キラキラ
第29章 バースト7
翔が焼いたパンケーキに、智さんが泡立てた生クリームを添え。俺が飾ったフルーツで、どこぞのカフェのようなプレートが完成した。
かずが入れてくれたカフェオレで、みんなで、いただきます、と、手をあわせる。
「あ、おいしー」
「うん、うまいうまい」
「翔、天才だな」
「…褒めてもなんもでねーよ?」
口々にみんなに褒められた翔は満更でもない顔で、リスのように口一杯にパンケーキを頬張ってる。
いっつもスマートでかっこいいくせして、こーいうとこ、子供っぽくて好きだなぁ。
幸せな気分で、キウイの輪切りを口にする。
それはとても甘酸っぱくて。
なんだか、眠り続けていた体が、シャキッと目覚めた気がした。
「送らないで大丈夫か」
大野家のマンションのエントランスで、翔が名残惜しそうに言うから、笑って首を振った。
翔のバイトがある日だというので、早めの解散。
大学に入って始めた、という家庭教師のバイトらしいが、これまた、女子高生の家には行かないでくれ、と、俺は密かに祈ってる。
「……一人で帰らせるのいやだなぁ」
ぶつぶついう翔に、あなたの予定があるから帰るんでしょうが、と突っ込みたくなる。
でも、それも含めてなんだか嬉しい。
それだけ俺を拘束したいってことでしょう?
俺も重症だよなぁ……。
内心舌をだしながら、ちょっと上からからかってみた。
「まだ夕方にも、なってないよ。
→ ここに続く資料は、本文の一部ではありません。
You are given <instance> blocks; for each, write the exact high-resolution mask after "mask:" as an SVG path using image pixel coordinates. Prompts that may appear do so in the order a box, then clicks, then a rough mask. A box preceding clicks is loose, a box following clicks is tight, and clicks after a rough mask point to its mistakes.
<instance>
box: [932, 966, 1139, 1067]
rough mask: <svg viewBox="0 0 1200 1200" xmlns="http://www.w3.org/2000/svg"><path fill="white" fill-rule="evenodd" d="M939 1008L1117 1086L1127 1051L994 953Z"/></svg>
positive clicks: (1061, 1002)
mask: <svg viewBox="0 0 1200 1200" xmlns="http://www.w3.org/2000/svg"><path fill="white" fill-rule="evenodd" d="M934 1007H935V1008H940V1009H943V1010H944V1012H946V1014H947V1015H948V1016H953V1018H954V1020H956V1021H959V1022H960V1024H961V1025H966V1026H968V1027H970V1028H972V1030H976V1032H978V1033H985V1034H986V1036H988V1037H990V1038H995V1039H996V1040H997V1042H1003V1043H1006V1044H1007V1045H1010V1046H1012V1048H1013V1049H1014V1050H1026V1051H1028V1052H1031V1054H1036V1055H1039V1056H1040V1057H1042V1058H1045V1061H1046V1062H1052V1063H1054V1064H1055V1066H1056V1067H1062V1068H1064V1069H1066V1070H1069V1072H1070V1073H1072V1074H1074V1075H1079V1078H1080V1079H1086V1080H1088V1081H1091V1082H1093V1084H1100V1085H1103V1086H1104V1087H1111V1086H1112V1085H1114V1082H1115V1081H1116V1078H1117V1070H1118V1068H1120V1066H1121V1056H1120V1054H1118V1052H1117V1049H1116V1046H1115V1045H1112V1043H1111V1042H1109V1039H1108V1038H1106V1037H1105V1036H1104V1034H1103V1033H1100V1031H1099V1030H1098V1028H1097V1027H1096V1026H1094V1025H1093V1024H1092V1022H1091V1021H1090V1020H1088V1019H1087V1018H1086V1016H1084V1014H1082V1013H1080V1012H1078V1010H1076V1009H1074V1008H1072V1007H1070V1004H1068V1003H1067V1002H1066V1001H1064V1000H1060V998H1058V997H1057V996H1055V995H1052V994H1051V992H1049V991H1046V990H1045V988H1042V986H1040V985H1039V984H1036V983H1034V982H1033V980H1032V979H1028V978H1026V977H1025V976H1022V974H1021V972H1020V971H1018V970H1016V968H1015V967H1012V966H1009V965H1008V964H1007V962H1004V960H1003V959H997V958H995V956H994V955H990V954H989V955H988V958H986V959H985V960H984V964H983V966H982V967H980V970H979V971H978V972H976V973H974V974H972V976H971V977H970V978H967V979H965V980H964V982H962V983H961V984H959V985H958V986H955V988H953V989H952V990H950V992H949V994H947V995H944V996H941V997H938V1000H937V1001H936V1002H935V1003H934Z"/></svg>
心配性」
「……チカラ使って帰れよ」
「だーめ。母さんに買い物頼まれてるって言ったじゃん」
「……」
口ごもる翔が面白い。
どんだけ心配性なんだと思う。
女じゃないよ?俺(笑)
「ほら、バイト行く準備しなくちゃでしょ」
「うん……まあな」
「頑張ってね」
「おう」
きゅっと手を一瞬だけ、繋いだ。
そうして、手を振って歩き出した。